By the numbers: Axios' review of the database shows there are 414 uninsured institutions that hold Fed master accounts, the vast majority of which were granted before the August guidance.
- For sure, not all uninsured firms are the same in the eyes of the Fed. Some of the hundreds of master account holders without federal deposit insurance have private share insurance, like credit unions, while other non-bank firms are subject to some other form of federal banking supervision.
- But there are some master account holders that are "truly uninsured," according to Julie Hill, a professor at the University of Alabama School of Law.
The big picture: That fact points to another reality — that most applicants touching on the crypto sector are subject to receive the strictest level of review.
- How crypto is treated in the master account approval process is comparable to how the reserve banks approach cannabis, said Hill, who has published research on the topic.

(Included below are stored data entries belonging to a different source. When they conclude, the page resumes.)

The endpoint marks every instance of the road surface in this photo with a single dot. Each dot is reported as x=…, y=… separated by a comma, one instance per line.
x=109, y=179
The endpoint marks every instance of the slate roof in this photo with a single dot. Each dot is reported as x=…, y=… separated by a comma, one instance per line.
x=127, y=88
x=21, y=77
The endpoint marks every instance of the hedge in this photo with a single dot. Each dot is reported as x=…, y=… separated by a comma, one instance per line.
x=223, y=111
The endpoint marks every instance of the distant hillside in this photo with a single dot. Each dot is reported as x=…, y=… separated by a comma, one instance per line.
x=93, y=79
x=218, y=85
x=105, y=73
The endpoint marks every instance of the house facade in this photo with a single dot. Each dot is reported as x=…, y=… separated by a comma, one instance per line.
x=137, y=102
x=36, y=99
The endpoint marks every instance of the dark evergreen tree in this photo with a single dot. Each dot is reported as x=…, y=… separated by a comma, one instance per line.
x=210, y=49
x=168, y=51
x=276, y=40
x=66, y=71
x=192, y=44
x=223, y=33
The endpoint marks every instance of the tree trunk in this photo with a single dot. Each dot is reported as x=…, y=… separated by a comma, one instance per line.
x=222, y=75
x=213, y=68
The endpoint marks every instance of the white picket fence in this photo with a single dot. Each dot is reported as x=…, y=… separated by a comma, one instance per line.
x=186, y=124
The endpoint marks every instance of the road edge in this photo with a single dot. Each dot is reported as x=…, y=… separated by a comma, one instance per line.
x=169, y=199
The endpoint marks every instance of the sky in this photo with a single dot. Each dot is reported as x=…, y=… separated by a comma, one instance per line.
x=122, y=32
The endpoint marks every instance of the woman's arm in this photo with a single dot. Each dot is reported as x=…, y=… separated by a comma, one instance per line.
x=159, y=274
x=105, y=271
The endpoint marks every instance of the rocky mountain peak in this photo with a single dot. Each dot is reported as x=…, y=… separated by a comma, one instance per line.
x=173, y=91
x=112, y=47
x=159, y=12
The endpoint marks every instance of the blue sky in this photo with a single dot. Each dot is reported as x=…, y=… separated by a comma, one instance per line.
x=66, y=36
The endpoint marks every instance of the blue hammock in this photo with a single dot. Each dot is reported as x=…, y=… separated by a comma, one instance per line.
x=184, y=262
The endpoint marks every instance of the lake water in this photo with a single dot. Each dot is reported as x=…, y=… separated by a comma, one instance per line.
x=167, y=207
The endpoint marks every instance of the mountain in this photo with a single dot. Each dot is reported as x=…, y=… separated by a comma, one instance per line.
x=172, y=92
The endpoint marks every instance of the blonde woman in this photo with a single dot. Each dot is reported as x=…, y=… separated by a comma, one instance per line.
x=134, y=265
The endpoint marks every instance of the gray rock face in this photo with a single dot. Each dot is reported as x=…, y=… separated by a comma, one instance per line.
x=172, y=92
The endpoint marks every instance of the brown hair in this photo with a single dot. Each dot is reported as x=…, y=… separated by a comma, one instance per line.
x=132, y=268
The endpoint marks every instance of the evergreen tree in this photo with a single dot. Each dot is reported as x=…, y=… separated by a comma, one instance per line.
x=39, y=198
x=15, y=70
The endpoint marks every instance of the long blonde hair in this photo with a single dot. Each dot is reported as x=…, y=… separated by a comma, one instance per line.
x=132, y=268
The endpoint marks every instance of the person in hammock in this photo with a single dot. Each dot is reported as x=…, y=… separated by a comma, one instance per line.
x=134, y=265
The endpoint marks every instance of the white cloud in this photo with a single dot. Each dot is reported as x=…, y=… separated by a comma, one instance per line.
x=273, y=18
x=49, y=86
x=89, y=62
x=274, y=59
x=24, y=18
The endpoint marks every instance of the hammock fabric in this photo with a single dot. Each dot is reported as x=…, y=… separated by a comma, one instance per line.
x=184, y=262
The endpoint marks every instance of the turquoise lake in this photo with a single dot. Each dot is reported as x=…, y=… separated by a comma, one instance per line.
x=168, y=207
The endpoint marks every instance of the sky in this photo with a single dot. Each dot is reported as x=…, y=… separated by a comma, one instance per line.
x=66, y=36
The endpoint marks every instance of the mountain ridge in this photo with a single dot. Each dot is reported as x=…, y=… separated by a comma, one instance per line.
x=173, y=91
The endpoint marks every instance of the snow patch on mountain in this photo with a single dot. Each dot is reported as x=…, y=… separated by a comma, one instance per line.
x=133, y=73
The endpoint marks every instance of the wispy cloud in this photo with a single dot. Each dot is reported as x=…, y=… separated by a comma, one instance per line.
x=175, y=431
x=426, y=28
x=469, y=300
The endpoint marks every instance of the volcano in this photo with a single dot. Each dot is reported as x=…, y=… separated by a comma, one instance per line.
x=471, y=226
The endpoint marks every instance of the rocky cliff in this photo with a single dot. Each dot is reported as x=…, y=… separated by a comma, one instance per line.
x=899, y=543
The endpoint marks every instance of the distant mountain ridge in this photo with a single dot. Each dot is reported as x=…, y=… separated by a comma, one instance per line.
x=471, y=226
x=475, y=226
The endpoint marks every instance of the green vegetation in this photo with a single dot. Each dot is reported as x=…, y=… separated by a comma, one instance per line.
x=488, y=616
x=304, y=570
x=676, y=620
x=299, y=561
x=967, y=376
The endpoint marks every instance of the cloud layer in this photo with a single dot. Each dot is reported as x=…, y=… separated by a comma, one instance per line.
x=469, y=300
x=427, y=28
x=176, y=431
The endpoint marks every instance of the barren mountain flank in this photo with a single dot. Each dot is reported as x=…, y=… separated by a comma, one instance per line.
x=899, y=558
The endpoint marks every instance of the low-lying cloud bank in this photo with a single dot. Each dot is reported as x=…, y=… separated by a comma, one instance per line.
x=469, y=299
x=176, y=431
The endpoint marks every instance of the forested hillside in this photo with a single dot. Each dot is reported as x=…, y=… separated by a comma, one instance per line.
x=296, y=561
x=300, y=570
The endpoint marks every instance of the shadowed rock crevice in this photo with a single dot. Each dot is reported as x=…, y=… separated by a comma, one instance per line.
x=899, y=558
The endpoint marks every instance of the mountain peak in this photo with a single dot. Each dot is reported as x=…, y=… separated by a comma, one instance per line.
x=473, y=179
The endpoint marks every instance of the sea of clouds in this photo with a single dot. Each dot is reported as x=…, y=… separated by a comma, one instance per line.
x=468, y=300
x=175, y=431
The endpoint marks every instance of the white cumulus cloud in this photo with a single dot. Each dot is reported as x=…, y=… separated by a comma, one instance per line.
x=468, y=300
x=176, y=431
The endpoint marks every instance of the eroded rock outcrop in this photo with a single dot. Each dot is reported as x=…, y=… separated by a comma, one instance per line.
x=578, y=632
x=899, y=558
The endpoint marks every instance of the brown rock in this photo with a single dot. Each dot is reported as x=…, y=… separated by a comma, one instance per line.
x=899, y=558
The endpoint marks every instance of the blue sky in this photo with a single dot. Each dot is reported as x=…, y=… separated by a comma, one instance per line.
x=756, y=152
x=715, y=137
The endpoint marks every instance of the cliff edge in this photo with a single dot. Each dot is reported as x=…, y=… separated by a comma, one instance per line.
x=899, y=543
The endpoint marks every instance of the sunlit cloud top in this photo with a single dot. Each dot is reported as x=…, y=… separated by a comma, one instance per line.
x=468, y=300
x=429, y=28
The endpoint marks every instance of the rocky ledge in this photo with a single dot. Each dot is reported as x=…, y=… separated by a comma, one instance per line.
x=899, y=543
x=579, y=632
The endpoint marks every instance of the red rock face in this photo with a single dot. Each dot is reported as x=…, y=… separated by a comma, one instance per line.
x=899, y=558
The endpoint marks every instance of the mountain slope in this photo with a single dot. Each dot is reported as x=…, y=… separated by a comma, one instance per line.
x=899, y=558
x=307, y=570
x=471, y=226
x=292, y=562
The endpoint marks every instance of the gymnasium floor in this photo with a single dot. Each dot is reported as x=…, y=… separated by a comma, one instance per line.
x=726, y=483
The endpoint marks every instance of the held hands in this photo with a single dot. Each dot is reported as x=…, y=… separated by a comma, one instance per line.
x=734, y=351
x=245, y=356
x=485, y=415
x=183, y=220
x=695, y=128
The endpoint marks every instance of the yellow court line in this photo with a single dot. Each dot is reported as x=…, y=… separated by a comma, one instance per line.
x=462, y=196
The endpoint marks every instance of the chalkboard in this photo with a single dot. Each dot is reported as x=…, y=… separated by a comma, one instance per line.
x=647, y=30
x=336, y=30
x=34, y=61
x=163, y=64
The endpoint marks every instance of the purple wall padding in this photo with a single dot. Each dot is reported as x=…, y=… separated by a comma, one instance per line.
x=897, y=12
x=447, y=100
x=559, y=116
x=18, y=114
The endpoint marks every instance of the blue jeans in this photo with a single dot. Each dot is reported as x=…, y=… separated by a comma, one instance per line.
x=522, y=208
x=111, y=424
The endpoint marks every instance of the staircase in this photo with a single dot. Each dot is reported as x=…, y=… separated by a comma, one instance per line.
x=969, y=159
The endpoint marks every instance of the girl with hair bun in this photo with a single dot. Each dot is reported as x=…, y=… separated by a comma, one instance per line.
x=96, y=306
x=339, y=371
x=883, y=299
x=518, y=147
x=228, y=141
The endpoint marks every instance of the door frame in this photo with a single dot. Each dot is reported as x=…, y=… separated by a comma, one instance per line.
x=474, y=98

- "You might say crypto is riskier than sleepy banks in Oklahoma," she tells Axios, though the larger question might be, "Are they treating marijuana and crypto differently than other types of banks, and, if so, is that fair?"
Zoom in: Of the roughly two dozen firms that have requested access or had pending applications for master accounts since December 2022, a handful are crypto-facing firms that fit into the category of Tier 3 institutions.
- Kraken Financial, a custody unit of one of the oldest crypto exchanges, applied for one in October 2020 at the Kansas City Federal Reserve Bank, and its application remains "pending."
- BankWyse and Fnality — both mention digital assets on their websites — have applied within the last year, the former, via Kansas City, the latter, via New York.
- Medici Bank International, Protego Trust Bank and, of course, the recently rejected Custodia Bank also applied for one.
Reality check: Working against crypto-touching firms is language in the August guidance that granting a master account to an institution should not create risks to the stability of the U.S. financial system.
- And that's precisely what federal regulators believe banking the crypto industry does, as evidenced in a January bulletin to banks issued jointly by several agencies including the Federal Reserve Board.
The other side: The decision to allow or disallow master accounts to certain institutions is supposedly left to the individual discretion of any of the 12 reserve banks reviewing each particular applicant.
- That discretion, in contrast to the consistency in how the results of applications have borne out, is what the crypto industry is using as one piece of evidence that the U.S. wants to snuff out those businesses by cutting off access to crucial banking services.